Beginning Nov. 1, the fragrance will be sold through current U.S. retail partners like Twisted Lily in New York and Aaron’s Apothecary in Chicago. The fragrance soft-launched in mid-October in Selfridges in London and the Etat Libre d’Orange boutique in Paris. In two weeks, the nearly $150 I Am Trash perfume saw double the sales compared to other, previously released Etat Libre d’Orange fragrances, in the same time frame — it has also driven more in-store traffic, according to Etienne de Swardt, founder and managing director of Etat Libre d’Orange.

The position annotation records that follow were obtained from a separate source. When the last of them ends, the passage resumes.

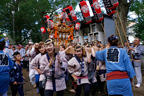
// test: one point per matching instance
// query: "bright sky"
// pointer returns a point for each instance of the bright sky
(131, 14)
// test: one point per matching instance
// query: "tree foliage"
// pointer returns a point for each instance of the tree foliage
(28, 17)
(138, 8)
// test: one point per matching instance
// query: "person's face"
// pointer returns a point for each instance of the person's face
(136, 41)
(18, 57)
(61, 48)
(49, 48)
(79, 52)
(42, 49)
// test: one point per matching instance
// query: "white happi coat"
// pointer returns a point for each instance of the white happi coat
(36, 62)
(60, 83)
(22, 52)
(75, 68)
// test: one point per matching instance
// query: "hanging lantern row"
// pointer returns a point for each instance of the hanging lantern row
(64, 33)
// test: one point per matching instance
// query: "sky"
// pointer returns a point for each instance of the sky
(130, 14)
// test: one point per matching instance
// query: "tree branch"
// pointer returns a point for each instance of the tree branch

Swardt declined to specify current revenue for the brand.

While a company like Etat Libre d’Orange might be a small player within the larger global perfume industry, it is part of a host of specialty perfume houses like Commodity and Creed that accounted for about 6 percent of the $4 billion U.S. fragrance market in 2017, according to WWD.

“Certain indie brands [are] enjoying an explosive rise in popularity, [but] they are needing to turn their [customers’] attention elsewhere in a bid to stay as unique as possible,” said Carla Seipp, a foresight writer at The Future Laboratory. “Anti-perfumes present an exciting and inspirational rebellion against the traditional fine-fragrance establishment and have a strong appeal for those who dare to be different.”

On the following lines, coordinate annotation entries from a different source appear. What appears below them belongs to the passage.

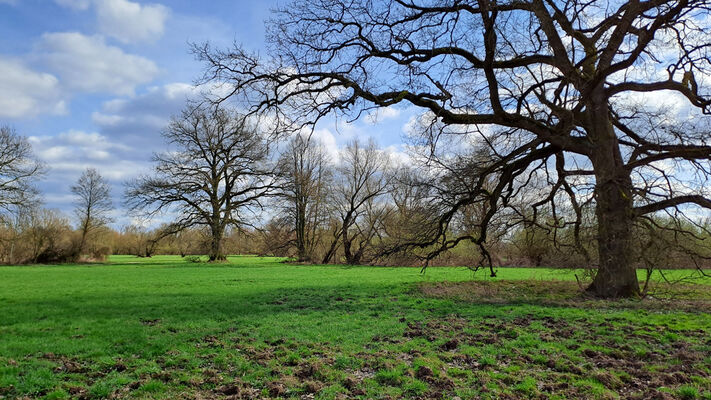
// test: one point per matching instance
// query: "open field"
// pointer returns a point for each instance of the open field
(258, 328)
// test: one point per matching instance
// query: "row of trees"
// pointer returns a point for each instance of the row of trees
(228, 191)
(564, 99)
(548, 103)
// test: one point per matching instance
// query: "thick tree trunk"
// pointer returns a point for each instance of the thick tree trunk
(216, 245)
(616, 275)
(301, 231)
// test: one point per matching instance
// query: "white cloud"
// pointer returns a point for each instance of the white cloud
(381, 114)
(131, 22)
(26, 93)
(74, 4)
(146, 114)
(124, 20)
(88, 64)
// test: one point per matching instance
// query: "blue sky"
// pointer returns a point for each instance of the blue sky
(92, 82)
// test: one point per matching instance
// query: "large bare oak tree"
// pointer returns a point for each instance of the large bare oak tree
(217, 170)
(558, 87)
(92, 204)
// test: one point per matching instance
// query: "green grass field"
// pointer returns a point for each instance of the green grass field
(258, 328)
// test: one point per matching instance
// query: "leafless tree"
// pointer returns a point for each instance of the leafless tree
(218, 170)
(92, 205)
(307, 174)
(558, 91)
(18, 170)
(362, 178)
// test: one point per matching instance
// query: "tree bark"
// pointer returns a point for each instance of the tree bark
(616, 275)
(216, 245)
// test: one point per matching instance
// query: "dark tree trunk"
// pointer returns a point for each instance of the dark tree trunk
(301, 230)
(216, 245)
(616, 275)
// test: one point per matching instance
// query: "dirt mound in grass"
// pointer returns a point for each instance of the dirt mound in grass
(678, 297)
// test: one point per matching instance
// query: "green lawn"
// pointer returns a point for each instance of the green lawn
(258, 328)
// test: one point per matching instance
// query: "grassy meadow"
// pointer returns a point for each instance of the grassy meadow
(259, 328)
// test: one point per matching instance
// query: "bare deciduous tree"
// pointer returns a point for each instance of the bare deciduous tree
(217, 170)
(362, 178)
(18, 169)
(92, 205)
(306, 171)
(557, 90)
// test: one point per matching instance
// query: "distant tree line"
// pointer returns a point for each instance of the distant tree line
(229, 189)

Etat Libre d’Orange hopes it will raise awareness through its perfume, by speaking to customers who are tired of brands instructing them on how to put their best face forward — whether it be Glossier’s minimalism or Il Makiage’s maximalism — that promise to accentuate natural beauty while still concealing flaws. Instead, I Am Trash is marketed as reveling in the idea of ugliness, while also showing that even something unappealing like discarded waste still has an aspect of beauty to it because the fragrance is still supposed to smell good.

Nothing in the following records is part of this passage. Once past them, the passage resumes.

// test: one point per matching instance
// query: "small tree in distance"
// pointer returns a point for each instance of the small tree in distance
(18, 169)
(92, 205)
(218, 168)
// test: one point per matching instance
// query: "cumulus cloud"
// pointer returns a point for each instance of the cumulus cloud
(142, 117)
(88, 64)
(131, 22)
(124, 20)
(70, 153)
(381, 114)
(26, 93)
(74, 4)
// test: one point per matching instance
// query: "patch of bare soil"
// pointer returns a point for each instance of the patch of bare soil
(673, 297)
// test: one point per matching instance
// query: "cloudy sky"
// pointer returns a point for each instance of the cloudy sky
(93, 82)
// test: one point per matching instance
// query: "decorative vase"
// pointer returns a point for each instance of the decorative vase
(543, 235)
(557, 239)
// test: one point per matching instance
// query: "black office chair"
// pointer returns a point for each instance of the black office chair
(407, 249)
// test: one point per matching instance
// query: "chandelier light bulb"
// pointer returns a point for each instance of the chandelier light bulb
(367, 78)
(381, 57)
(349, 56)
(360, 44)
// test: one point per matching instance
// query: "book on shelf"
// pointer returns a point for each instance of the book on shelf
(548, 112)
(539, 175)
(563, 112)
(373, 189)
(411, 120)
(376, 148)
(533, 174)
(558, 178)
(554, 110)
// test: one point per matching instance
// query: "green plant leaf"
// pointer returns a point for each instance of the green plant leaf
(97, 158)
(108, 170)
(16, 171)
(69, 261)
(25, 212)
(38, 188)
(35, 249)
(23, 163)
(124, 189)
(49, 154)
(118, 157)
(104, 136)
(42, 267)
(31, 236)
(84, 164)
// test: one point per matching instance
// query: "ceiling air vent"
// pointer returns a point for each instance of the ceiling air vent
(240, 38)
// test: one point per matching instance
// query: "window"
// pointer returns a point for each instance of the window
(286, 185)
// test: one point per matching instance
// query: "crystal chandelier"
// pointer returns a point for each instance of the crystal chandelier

“The consumer in the perfume industry is very into [the idea that] you are what you wear,” said Emmanuel Ferry, managing director of Ogilvy Paris, which worked with Etat Libre d’Orange to create the fragrance. “Women are starting to become bored [with] this idea of something that projects a ‘better you’ version of yourself.”

To market this, Ogilvy has also created images, GIFs and videos for Instagram and Facebook, including a teaser video that features decomposing fruits and flowers that bloom, showing that beautiful things can emerge from decay. The tagline, “The most wanted scent made from the unwanted,” will also be displayed on retail partner store windows. So far, six campaign posts on the brand’s Instagram account, which has just over 15,000 followers, has garnered almost 14,000 views collectively.

“When you don’t have that much cash, [compared to] L’Oréal, you can’t leverage your creations the same way,” Swardt said. “[I Am Trash] does not pay the bills, but it helps more with awareness.”